Morgan Schick, Partner at BV Hospitality (Trick Dog and Bon Voyage!, San Francisco)

Broomstick Backlog at Trick Dog.

Broomstick Backlog at Trick Dog, SF. Photo: Sonya Yu.

“We use Fever Tree at the bars. We use it because it’s a great all-purpose tonic. I think that there are certain tonics that go better with certain gins, and we have used a different tonic for specific cocktails, but Fever Tree is very balanced with a wide range of gins, as well as other applications. The only other one I would consider is East Imperial, which is delicious and has an amazing texture. Flavor-wise, they both have a strong quinine component, a nice level of sugar, and hold up to big flavors.”

Chad Solomon and Christy Pope, Co-Creators of Midnight Rambler, Dallas

Chad Solomon Midnight Rambler

Chad Solomon at Midnight Rambler.

“Our favorite go-to tonic brand is Fever Tree. The Fever Tree products are incredibly crafted. They have real quinine, are not overly sweet, are very well balanced, and have a nice carbonation.”

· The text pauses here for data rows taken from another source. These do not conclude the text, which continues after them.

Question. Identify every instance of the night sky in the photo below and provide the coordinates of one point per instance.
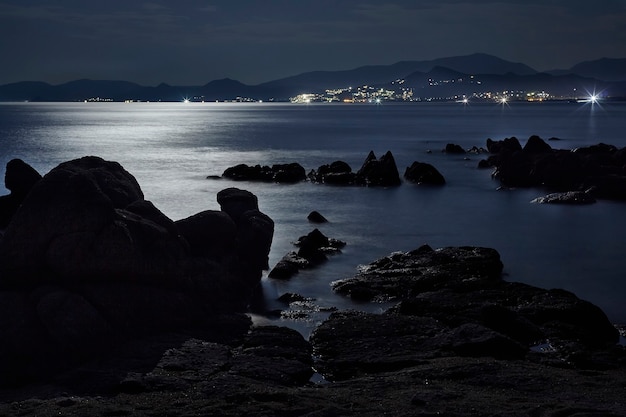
(191, 42)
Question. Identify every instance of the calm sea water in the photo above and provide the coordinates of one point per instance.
(171, 149)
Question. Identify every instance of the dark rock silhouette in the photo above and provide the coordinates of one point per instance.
(19, 178)
(316, 217)
(569, 197)
(86, 263)
(454, 149)
(601, 168)
(313, 250)
(281, 173)
(423, 173)
(379, 172)
(336, 173)
(453, 302)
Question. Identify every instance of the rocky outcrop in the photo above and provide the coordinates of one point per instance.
(19, 179)
(570, 198)
(314, 248)
(280, 173)
(381, 172)
(452, 302)
(86, 263)
(460, 343)
(424, 174)
(453, 148)
(599, 168)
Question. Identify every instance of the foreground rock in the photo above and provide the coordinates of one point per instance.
(19, 178)
(459, 342)
(86, 263)
(453, 302)
(598, 167)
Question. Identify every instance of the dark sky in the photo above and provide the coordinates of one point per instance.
(191, 42)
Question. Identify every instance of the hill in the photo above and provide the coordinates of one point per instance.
(441, 77)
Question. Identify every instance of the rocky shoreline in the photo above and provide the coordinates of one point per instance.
(107, 307)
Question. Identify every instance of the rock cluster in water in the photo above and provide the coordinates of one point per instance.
(313, 250)
(375, 172)
(599, 169)
(87, 263)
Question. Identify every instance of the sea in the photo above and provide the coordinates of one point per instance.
(175, 149)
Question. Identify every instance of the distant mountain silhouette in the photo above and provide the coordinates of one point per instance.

Andrew Volk, Bar Back/Owner at Portland Hunt + Alpine Club and Little Giant, Portland, ME

“At both Hunt + Alpine and Little Giant we have two options for tonic water for our guests. One is simply classic Canada Dry tonic water, which we love and I have been drinking since I was a teenager (I should’ve realized then that that was weird and I was probably destined to become a bartender). Additionally, we make a tonic syrup in house that we use both in cocktails and add to gin and fill with soda to make Gin & Tonics. Offering a classic and familiar brand appeals to those drinkers who aren’t looking to go far outside their comfort zone, while having a syrup made in-house allows us to finely control sweetness and flavors in our own house tonic.”